One young man had beautiful strokes, natural athletic smoothness, and I encouraged him to play a lot more. Then the prison champ lined up to serve against me, only to have his quite formidable serve blasted back by him in a fortuitous moment, which suggested skills on my part that are maybe still being discussed around the table at Fort Madison Prison. Fortunately I didn't have to show that I could do it again. Stop while you're ahead and all that.
Yes, for lunch I left the prison and drove south through town, looking for the old fort. I finally found the place, toured the museum, the grounds, and every building. I climbed up and looked out of the blockhouse. And somehow there was fear there, in the building. It seemed clear that this was the fear of maybe fifty soldiers, officers and wives, trapped in this fort for months.

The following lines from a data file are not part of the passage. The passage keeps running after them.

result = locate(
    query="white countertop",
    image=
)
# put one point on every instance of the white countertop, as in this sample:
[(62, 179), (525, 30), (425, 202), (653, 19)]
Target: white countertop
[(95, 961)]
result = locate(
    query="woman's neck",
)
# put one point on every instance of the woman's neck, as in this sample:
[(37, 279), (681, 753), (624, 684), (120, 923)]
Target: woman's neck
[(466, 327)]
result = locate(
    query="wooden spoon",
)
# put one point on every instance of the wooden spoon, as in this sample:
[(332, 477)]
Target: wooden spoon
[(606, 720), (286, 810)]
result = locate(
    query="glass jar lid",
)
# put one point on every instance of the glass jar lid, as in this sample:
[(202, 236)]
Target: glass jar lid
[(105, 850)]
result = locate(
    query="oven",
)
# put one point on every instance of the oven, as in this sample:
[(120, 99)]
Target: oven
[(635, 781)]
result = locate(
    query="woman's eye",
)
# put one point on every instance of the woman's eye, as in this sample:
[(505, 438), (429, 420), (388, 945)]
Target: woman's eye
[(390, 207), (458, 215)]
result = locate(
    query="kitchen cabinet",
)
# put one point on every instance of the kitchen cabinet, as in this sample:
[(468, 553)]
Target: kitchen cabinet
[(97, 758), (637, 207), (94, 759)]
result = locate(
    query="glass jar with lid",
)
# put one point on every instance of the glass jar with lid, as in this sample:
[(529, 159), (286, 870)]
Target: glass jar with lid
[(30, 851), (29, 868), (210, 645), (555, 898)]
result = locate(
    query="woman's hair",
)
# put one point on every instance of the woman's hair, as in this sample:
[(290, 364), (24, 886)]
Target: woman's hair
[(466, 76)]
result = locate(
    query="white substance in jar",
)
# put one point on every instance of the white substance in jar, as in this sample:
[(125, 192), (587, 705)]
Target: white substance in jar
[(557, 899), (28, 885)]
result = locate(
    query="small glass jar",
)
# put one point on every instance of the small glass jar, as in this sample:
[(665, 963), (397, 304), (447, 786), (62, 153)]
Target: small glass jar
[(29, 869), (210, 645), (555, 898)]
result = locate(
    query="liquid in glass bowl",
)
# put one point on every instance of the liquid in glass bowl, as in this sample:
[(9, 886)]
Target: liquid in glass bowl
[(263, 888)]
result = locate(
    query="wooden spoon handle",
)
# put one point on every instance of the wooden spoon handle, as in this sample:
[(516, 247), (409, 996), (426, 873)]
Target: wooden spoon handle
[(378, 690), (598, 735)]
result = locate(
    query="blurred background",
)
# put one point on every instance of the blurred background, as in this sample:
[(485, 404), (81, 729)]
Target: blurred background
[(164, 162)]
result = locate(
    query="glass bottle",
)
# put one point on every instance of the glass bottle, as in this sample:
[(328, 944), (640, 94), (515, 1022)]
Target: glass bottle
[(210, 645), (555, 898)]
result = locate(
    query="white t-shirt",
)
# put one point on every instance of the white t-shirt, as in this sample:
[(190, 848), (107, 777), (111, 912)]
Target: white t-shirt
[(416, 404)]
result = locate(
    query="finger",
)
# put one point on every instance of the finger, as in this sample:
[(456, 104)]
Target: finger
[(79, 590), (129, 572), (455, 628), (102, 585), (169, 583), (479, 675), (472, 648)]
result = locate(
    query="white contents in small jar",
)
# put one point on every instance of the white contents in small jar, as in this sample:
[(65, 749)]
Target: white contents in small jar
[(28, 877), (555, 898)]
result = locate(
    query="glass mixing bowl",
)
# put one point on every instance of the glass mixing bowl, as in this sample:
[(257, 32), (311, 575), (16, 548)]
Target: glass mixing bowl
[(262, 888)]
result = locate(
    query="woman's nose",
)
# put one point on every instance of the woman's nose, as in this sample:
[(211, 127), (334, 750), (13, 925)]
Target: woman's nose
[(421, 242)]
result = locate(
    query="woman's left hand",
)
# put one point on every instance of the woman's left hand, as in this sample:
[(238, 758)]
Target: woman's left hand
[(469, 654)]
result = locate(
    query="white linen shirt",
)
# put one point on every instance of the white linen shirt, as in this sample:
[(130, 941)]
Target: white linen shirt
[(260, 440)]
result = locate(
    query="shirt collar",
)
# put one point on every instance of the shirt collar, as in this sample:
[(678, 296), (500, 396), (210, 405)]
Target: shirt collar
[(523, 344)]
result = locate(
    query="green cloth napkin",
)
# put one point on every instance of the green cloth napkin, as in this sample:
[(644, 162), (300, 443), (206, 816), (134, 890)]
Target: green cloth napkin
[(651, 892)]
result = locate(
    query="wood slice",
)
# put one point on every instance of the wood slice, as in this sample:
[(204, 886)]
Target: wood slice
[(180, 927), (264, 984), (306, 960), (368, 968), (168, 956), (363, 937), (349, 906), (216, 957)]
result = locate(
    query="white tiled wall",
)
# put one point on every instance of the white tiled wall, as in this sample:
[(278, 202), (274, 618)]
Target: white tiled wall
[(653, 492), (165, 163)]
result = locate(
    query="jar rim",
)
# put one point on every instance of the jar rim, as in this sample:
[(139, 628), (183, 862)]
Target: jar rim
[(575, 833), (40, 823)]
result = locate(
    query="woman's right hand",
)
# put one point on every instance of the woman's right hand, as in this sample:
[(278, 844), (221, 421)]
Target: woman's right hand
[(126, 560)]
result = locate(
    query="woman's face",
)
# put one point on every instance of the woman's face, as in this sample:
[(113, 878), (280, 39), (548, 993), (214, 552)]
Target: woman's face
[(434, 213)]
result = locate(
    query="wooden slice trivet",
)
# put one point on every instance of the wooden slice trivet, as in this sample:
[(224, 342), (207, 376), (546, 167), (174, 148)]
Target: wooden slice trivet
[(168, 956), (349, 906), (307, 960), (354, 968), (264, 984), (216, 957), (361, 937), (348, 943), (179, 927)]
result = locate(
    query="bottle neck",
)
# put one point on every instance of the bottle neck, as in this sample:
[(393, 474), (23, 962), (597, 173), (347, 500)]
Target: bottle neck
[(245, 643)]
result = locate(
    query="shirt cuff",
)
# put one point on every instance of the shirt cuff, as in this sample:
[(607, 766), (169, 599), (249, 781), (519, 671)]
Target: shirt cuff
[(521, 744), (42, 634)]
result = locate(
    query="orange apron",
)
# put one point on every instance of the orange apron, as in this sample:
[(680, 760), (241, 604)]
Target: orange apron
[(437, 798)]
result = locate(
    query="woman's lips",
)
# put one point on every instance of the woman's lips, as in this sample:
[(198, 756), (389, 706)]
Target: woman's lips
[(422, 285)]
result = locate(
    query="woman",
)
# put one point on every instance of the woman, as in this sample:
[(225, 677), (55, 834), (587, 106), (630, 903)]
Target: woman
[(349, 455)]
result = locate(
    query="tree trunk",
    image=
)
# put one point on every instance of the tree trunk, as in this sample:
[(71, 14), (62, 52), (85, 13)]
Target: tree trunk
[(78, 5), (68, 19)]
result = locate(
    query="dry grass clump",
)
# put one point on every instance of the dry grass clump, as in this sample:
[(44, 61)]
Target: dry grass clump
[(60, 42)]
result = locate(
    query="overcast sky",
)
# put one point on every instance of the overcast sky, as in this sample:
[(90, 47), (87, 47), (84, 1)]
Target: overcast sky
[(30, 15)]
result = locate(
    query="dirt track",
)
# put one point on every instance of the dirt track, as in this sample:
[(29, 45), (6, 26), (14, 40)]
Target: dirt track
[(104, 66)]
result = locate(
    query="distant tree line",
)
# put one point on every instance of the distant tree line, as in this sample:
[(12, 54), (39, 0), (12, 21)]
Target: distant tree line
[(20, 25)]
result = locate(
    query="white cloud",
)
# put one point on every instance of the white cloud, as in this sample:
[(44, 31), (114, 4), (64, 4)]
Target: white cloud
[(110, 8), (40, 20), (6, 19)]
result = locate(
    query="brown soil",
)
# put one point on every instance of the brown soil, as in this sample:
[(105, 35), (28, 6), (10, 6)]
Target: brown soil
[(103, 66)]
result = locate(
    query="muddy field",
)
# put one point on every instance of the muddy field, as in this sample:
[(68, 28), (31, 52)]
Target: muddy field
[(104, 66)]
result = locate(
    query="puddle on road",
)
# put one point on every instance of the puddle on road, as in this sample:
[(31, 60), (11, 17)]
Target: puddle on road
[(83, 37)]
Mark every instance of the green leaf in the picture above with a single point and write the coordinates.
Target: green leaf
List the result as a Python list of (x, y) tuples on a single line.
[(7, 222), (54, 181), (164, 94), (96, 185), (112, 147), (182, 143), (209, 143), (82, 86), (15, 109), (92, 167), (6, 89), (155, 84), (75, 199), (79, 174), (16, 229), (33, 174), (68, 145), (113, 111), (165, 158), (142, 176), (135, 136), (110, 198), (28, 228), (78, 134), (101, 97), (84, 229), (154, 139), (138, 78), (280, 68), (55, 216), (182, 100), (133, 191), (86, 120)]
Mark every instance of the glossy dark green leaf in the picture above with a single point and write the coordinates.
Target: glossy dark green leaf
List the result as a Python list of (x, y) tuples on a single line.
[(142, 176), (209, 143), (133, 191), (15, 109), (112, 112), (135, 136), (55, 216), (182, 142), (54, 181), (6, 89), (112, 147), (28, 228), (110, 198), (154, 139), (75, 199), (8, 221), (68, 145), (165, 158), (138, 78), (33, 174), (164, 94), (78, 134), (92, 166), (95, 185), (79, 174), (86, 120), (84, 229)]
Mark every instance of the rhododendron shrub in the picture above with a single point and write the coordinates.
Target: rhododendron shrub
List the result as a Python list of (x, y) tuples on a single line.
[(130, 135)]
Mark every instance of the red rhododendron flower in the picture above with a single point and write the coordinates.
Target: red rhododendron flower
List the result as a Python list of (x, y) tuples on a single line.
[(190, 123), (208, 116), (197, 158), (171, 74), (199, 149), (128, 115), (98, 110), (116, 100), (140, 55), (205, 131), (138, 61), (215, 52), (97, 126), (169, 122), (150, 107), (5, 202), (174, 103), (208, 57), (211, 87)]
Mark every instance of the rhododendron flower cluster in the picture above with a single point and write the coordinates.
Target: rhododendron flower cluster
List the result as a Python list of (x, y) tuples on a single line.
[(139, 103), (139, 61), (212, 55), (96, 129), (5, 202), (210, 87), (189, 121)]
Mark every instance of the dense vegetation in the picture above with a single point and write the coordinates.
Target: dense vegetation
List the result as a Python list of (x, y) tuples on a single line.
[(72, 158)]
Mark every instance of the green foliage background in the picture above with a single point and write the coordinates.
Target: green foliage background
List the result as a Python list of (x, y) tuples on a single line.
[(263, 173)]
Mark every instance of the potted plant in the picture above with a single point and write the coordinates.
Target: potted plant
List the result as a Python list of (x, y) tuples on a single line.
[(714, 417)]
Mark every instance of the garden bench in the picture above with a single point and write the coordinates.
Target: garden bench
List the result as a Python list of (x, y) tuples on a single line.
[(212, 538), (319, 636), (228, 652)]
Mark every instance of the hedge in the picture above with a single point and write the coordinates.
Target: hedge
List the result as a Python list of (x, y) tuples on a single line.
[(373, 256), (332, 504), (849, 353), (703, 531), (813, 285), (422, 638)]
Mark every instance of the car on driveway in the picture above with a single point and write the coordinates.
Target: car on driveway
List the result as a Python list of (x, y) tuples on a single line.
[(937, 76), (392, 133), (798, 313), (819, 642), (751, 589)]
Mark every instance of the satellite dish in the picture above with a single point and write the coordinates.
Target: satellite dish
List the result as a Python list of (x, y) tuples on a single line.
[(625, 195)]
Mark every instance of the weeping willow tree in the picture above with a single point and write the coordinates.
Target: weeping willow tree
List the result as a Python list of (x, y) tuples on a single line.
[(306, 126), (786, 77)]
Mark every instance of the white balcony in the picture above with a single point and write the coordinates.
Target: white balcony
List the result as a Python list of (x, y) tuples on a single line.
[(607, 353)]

And it seemed somehow the measure of the unsuitability of these people for that place and time, that out here in the middle of a beautiful wilderness they had to wall themselves off, to bring a little replica of the walled cities of Europe with them in order to feel safe. While outside those walls, the indian ranged freely up and down the west bank of the Mississippi, attacking forts at will, protected only by a bow and arrow, an occasional gun, and a knowledge of flora, fauna, and the lay of the land of what would someday soon become Iowa.
But the fear I felt in the blockhouse might not just be the leftover, imaginary fear of the old fort's defenders, since, as the museum handouts explained, this wasn't the real fort, but a complete replica which was built elsewhere and moved to its present location and reassembled.
So the fear left over in the blockhouse might not have been the emotional ghost of a hundred and fifty year old minor skirmish in the relentless, destructive westward growth of the European version of this continent, but the collective fear of the fort replica builders, since the entire thing was built in the Fort Madison Prison yard by the residents, and when it left the prison, never to return, it was still haunted, somehow, just like me, by the time spent in prison.